Britney Spears' father, Jamie Spears, will remain a co-conservator of her estate against her wishes, a judge ruled Tuesday.
The pop star had petitioned for her father to be suspended as a conservator as soon as a corporate fiduciary was put into a position of control. Although Los Angeles Superior Court Judge Brenda J. Penny agreed to appoint Bessemer Trust as a co-conservator, she declined to remove Jamie Spears from his role.
- 2August 26, 2020
Attorneys for Britney and Jamie Spears did not respond to requests for comment.
The Associated Press reported that in court, Britney Spears' attorney, Samuel D. Ingham III, told Penny that the singer fears her father and will not perform again as long as he remains involved with her conservatorship. Spears announced last year that she was on an "indefinite work hiatus."
"My client has informed me that she is afraid of her father," Ingham reportedly said. "She will not perform again if her father is in charge of her career."
However, Jamie Spears' lawyer, Vivian Lee Thoreen, reportedly called the allegation "hearsay" and defended her client's record as a co-conservator. According to the AP, Thoreen said that Britney Spears had been in debt, and under her father's watch, her net worth has ballooned to over $60 million.
In August, a judge extended to 2021 the current terms of Britney Spears' conservatorship. Jodi Pais Montgomery was appointed to serve as conservator in place of Spears' father in September 2019, and the pop star had petitioned for Montgomery to be permanently placed in charge of her personal affairs instead of her father. Spears' attorney also asked the court to permanently allow a "qualified corporate fiduciary" to preside over the singer's estate. Prior to Tuesday's ruling, Jamie Spears had been the sole financial conservator.
For more than a decade, Britney Spears, 38, has been under a conservatorship, which means that she does not control her personal or financial affairs.
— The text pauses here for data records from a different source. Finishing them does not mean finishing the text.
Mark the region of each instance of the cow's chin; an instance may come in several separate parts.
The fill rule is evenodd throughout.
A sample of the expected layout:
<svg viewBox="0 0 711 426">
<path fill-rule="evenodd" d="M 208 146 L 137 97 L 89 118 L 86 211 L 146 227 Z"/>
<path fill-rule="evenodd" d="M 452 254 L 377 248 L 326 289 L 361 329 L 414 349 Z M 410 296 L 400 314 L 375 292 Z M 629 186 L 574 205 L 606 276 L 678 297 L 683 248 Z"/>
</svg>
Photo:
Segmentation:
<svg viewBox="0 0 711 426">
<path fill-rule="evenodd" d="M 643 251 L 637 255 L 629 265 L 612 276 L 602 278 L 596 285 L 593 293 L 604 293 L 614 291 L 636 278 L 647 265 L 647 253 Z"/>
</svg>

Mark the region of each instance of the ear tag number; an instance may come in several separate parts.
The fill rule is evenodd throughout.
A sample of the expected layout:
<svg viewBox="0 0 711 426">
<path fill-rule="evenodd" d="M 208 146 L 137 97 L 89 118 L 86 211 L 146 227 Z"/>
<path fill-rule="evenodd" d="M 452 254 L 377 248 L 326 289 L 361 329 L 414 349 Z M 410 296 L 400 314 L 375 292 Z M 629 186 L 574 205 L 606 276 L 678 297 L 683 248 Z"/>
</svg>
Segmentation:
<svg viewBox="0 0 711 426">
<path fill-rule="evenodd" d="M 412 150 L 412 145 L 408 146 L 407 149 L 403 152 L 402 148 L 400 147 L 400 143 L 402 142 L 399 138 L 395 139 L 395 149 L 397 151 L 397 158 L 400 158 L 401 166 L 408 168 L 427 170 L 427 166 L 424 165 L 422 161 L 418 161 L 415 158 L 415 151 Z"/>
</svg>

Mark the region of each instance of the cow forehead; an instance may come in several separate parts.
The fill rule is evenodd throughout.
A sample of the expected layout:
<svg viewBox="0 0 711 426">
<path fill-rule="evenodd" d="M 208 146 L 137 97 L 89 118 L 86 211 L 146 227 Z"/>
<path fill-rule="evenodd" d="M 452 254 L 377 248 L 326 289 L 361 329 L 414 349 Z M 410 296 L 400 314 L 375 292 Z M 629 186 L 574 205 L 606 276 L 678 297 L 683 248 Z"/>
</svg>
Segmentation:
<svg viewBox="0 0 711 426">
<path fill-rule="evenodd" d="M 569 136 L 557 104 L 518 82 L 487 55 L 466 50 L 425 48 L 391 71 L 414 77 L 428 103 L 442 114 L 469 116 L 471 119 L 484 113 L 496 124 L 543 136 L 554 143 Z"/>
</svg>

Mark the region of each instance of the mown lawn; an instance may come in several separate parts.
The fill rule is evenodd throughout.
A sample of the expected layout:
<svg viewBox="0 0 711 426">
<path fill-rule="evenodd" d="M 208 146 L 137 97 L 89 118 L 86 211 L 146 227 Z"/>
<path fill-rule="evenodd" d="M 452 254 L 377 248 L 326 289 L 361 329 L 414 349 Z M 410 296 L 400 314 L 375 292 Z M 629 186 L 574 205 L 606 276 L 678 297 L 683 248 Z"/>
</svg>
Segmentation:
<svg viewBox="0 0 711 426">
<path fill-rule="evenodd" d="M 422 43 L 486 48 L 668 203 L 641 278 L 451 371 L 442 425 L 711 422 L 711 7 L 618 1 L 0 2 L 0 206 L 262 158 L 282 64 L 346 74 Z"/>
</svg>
Her attorney stated in court documents in August that phase one of the conservatorship was considered "triage," in which her conservators "rescued her from a collapse, exploitation by predatory individuals and financial ruin." Phase two involved her return to performing, the document states, noting that over the past several years, Spears was able to "regain her position as a world-class entertainer."
Now, however, "the conservatorship must be changed substantially in order to reflect the major changes in her current lifestyle and her stated wishes [not to perform]," a court document read.